This week, the U.S. Senate took up legislation that purports to protect an individual’s right to contraceptives. Both Democrats and Republicans disagree on whether Senate Bill 4381 is needed, but there has been a push to codify contraceptive rights since the Supreme Court’s 2022 decision in Dobbs.

Laying to rest fears about sea changes in reproductive law is a worthy legislative endeavor. But it needs to be done with sensitivity to our constitutional design. And with this single act, Congress would invalidate some law in almost every state in America, unnecessarily running roughshod over parental rights and religious freedom protections.
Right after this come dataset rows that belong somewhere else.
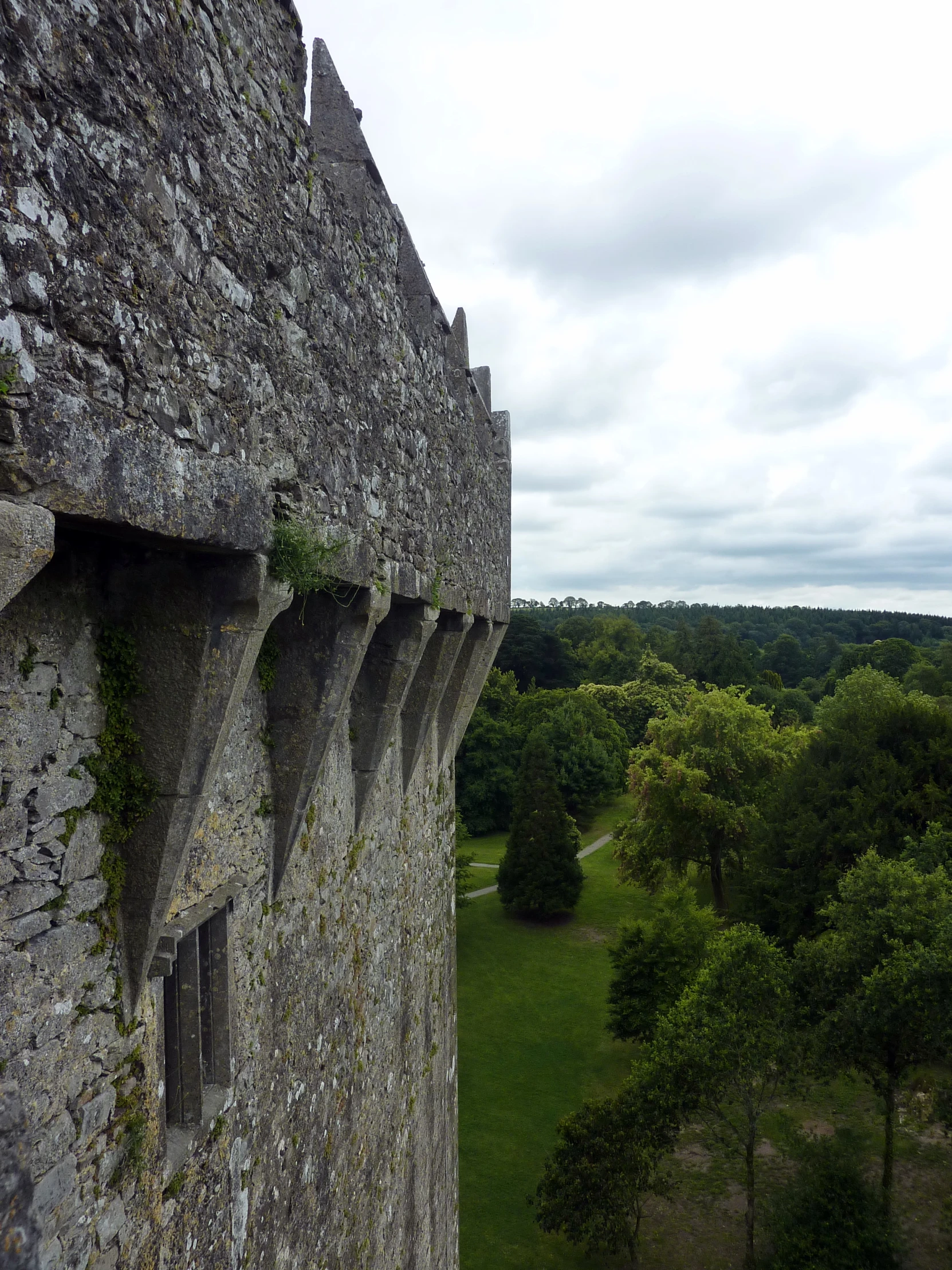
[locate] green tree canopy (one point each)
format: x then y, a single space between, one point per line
829 1216
879 979
658 690
607 1161
697 783
540 873
727 1043
654 959
878 769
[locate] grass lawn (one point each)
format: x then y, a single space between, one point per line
532 1045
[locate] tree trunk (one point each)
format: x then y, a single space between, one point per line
749 1260
720 895
890 1131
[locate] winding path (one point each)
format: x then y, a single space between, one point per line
488 891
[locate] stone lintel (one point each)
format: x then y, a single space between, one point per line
381 690
26 545
430 685
321 648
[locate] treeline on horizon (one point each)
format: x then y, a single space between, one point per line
551 663
805 784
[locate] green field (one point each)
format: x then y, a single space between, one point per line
533 1044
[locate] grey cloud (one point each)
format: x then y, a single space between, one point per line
698 202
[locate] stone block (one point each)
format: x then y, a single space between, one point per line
96 1114
54 1142
27 927
26 545
25 898
62 791
84 853
54 1186
111 1224
83 897
85 715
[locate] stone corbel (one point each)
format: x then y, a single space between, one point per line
430 685
26 545
321 648
198 624
473 666
381 691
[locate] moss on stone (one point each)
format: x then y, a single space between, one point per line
125 791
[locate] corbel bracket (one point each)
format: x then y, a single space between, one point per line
381 691
473 666
430 685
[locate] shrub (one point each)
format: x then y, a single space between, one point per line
829 1217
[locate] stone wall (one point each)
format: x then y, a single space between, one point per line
218 318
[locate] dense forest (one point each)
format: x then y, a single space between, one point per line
796 767
553 663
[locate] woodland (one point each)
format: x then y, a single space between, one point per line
790 774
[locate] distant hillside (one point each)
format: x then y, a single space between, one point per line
758 624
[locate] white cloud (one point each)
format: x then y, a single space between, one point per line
706 252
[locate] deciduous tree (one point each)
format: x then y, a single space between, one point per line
654 959
698 781
880 978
The law, as considered by the Senate, would give individuals a “statutory right to … obtain contraceptives … free from coercion,” and it gives health care providers “corresponding right(s)” to provide contraceptives. It “supersedes” all federal and state law, “whether adopted before or after” the bill’s enactment. And it bars states from doing anything that “prohibits or restricts the sale, provision, or use of any contraceptives” — whether by law, rule or enforcement.

Significantly, in an act of Congress, the word “individual” means everyone — children and adults.

The word “child” appears nowhere in SB4381. Nor does the word “parent.”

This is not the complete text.